April 16, 1999            

Contact: Bob Bruce, 503-725-5714
Source: Nancy Goldschmidt, 541-346-5747

Higher Ed Report Shows Gains in Access, Quality, Employability of Graduates

MONMOUTH - A new performance report unveiled Friday by the Oregon State Board of Higher Education shows a 10-year trend of improvement in access to higher education, graduate quality and the employability of graduates from Oregon's public universities. It also reports better fiscal efficiency, except for a growing backlog of deferred maintenance on Oregon University System campuses.

The new overall performance report card is the first ever issued by the Oregon University System. It is an attempt to measure progress and demonstrate public accountability under a performance-based strategic plan formulated by the State Board of Higher Education in 1997. The plan establishes four primary goals in the areas of public access, quality, employability and cost-effectiveness, and sets performance targets for each campus through 2005.

The report compares aggregate campus data for the 1987-88 and 1997-98 academic years. In some areas, other base years were used when data were not available.

Oregon's public universities showed the most consistent improvement toward the goals of quality and employability.

Among students who entered OUS campuses in 1987, 49 percent of the freshmen and 57 percent of those transferring from community colleges earned an undergraduate degree in six years.

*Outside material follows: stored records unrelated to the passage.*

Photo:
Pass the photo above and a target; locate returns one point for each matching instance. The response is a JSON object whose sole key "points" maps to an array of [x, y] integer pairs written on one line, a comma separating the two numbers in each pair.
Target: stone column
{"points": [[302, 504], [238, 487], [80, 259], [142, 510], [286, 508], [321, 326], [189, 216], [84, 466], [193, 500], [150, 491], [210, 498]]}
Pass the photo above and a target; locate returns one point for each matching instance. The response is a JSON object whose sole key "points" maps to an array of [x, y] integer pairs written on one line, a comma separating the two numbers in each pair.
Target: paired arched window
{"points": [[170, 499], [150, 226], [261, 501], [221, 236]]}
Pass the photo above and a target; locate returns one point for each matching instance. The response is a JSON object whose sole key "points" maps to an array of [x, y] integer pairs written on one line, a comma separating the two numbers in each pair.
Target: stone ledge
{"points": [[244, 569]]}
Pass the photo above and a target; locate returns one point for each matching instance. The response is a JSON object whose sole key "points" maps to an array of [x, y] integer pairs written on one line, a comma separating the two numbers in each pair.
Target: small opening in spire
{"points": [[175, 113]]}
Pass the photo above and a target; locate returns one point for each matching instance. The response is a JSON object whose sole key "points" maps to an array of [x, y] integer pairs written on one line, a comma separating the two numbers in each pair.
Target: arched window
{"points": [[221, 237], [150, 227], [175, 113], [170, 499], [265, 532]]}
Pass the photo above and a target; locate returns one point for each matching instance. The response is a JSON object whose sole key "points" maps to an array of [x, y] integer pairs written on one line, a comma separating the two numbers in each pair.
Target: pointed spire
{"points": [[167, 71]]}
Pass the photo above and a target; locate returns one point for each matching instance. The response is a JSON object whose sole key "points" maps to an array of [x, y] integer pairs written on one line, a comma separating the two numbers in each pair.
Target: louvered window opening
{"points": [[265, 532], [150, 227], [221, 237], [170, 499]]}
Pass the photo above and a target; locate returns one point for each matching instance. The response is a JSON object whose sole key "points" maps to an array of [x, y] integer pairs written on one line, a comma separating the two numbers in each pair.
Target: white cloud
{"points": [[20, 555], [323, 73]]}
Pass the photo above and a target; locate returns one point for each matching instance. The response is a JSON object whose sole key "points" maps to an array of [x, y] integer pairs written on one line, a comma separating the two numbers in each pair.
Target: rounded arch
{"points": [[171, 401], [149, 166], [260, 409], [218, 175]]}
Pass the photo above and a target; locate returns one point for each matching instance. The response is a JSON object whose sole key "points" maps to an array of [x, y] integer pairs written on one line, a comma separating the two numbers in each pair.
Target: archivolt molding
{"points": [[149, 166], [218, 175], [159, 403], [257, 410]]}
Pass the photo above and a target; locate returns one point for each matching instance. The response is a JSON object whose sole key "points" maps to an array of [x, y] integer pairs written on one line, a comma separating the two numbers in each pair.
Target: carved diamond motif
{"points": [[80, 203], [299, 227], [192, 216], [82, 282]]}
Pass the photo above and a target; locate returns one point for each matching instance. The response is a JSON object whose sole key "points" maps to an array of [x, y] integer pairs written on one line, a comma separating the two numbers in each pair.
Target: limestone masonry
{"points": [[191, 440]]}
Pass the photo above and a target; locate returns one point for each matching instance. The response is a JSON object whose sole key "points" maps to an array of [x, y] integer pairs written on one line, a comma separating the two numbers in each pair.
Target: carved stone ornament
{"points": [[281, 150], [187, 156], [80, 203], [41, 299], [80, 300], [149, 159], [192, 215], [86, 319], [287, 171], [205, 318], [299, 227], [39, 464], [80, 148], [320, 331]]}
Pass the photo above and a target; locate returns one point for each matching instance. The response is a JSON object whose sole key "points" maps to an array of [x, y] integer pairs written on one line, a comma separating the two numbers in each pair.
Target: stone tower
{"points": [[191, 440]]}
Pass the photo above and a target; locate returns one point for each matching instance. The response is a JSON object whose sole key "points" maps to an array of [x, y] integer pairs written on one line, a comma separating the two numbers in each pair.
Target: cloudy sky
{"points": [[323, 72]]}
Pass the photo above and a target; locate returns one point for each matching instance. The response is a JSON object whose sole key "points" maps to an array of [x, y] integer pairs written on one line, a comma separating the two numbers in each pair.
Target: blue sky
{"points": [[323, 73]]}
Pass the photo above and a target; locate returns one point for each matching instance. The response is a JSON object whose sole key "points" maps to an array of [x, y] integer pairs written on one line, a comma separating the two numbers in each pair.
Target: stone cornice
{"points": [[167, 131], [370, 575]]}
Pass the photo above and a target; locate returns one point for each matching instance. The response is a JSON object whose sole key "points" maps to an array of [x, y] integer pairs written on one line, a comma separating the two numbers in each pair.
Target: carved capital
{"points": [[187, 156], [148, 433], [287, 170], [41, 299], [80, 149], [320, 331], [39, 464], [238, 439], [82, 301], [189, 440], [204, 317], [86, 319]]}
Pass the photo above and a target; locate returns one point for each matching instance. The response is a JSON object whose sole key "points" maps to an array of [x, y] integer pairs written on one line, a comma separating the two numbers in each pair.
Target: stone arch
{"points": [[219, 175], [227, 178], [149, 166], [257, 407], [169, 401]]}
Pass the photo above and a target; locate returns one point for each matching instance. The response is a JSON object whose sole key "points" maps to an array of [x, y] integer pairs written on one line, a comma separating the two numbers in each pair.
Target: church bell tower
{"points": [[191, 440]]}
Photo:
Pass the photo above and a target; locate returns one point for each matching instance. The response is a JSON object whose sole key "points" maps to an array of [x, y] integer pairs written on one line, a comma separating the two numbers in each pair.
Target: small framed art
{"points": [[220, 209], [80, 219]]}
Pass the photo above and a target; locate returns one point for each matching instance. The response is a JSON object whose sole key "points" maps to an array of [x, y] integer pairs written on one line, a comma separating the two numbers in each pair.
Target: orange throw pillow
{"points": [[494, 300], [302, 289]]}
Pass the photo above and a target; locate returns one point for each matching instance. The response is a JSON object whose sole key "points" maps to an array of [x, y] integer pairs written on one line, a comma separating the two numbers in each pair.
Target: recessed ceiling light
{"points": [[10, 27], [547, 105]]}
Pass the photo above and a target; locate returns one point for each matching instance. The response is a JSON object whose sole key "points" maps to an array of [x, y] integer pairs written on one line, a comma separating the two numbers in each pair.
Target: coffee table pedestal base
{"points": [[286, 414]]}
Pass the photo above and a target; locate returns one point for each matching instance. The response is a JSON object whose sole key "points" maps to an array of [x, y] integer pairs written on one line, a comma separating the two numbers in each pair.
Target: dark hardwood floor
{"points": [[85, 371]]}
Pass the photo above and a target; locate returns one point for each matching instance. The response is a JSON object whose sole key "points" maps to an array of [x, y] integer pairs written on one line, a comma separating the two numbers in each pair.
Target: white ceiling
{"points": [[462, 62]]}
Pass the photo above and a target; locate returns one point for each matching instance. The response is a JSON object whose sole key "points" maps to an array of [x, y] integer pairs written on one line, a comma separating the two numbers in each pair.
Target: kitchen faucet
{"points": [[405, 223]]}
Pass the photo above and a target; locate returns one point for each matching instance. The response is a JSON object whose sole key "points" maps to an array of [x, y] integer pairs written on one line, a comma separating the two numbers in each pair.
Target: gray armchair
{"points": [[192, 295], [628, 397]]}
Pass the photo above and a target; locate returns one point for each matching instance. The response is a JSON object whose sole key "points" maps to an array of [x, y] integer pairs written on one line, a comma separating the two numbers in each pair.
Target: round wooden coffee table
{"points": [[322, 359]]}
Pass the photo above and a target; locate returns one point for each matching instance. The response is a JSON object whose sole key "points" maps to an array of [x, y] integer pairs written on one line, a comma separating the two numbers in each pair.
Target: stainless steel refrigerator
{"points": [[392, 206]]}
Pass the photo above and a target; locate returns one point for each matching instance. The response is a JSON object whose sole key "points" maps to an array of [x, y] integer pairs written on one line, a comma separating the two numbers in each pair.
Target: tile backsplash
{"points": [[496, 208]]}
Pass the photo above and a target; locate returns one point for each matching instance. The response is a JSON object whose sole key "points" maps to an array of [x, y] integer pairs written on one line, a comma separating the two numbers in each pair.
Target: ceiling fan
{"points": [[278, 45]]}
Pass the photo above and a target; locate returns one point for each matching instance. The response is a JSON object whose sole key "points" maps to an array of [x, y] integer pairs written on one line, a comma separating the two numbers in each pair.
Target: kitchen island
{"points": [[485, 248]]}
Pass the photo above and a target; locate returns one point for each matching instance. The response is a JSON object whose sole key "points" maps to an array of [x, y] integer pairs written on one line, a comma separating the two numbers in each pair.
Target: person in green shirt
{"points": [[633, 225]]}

By comparison, 55 percent of freshmen in 1991 and 63 percent of 1989 transfers completed their degrees over the same six-year period.

The report shows that Oregon public university students continue to exceed both state and national averages on professional licensure examinations in the fields of accounting, engineering, pharmacy, social work and veterinary medicine.

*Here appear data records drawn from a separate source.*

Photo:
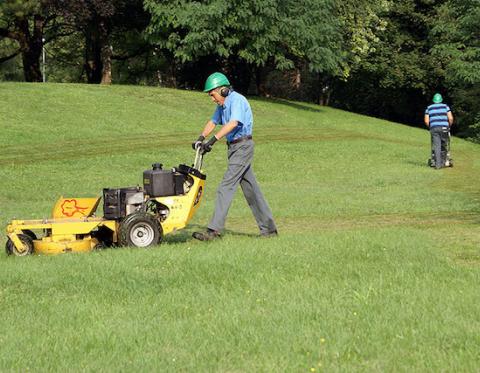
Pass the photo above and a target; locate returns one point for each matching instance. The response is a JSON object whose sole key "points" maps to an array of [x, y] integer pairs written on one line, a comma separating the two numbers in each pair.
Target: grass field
{"points": [[376, 268]]}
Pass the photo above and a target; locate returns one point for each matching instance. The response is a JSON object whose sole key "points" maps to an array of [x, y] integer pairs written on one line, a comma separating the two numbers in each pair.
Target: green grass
{"points": [[376, 267]]}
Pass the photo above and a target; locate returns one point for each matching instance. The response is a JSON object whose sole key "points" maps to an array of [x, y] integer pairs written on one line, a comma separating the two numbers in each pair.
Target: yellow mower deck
{"points": [[73, 224]]}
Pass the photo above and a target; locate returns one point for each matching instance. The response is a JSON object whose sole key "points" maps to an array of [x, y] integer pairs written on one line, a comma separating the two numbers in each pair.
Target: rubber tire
{"points": [[131, 221], [29, 233], [26, 240]]}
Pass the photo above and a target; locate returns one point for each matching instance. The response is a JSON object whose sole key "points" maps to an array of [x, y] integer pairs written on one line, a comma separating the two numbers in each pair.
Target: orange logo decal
{"points": [[70, 208]]}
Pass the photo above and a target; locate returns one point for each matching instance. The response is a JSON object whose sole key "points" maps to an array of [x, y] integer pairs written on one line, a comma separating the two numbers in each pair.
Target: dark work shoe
{"points": [[209, 235], [269, 234]]}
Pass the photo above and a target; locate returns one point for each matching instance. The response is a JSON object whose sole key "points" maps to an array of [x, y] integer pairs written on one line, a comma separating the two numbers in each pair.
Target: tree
{"points": [[97, 20], [457, 60], [25, 22], [282, 34]]}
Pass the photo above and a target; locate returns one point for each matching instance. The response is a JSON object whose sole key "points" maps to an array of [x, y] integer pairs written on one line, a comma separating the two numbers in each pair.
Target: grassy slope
{"points": [[376, 267]]}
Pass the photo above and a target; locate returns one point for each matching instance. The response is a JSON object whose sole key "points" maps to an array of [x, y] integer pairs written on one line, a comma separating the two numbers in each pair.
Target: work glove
{"points": [[198, 142], [207, 146]]}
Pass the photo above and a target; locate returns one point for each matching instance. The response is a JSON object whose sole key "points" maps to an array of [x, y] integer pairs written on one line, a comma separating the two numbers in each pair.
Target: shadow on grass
{"points": [[295, 105], [185, 235]]}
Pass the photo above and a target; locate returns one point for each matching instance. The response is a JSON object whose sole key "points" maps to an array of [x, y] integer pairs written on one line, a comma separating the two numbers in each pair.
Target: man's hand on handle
{"points": [[207, 146]]}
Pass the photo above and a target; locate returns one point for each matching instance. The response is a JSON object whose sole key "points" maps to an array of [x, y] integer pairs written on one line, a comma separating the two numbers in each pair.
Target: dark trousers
{"points": [[439, 144], [239, 172]]}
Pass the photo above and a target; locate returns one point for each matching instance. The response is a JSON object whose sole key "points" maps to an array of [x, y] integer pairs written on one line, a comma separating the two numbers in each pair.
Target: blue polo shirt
{"points": [[235, 107], [438, 115]]}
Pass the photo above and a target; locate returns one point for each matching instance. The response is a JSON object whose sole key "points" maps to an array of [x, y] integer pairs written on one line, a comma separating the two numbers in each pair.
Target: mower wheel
{"points": [[26, 240], [140, 229], [30, 234]]}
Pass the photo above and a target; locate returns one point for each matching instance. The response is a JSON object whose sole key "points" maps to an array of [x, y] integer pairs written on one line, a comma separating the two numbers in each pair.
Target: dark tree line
{"points": [[379, 57]]}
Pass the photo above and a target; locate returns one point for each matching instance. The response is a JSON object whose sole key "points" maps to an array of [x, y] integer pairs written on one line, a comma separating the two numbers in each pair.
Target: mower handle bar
{"points": [[197, 164]]}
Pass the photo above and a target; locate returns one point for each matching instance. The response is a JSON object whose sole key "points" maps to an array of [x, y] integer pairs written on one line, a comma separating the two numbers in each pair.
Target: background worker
{"points": [[234, 114], [438, 118]]}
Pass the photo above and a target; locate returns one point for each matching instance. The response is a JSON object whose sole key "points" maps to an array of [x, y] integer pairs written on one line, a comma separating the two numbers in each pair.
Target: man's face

In addition, more are completing internships and completing degree work in high-demand work force areas. The report says 57 percent of 1997-98 OUS graduates had completed internships, compared to only 51 percent in 1994-95. It shows a modest 10-year increase in graduates with engineering, computer science, mathematics and science degrees (1,983 to 2,084) and a three-fold increase of graduates in high-demand teacher education fields, such as special education, counseling, bilingual education and speech therapy (167 to 470).

In the area of access, the report says the percentage of freshman with a 3.25 grade point average or above increased from 11 to 19 percent during the 10-year period, while the ethnic and minority enrollment jumped from 7.9 to 12.6 percent.

But declines were reported for the percent of Oregon high school graduates enrolled (from 23 to 20 percent), the number of community college transfer students enrolled (from 2,598 in 1987-88 to 2,428 in 1997-98) and graduate satisfaction. In 1994-95, some 72 percent of OUS graduates rated their education "very good" or higher. In 1997-98, that rating was given by 63 percent of the graduates.

OUS officials said rapid tuition increases and program elimination in the wake of Measure 5 may have contributed to lower performance in those areas.

The report shows cost-effectiveness gains in improving fund balances, and attracting sponsored research. But it signals a growing problem with the deferred maintenance on public university campuses. While balances grew from 4 to 7 percent of current fund expenditures, and research dollars increased from $140.3 million to $173.4 million, the maintenance backlog increased from 10 to 18 percent of the current plant replacement value. A recent study estimated the total cost of that deferred maintenance at more than $390 million.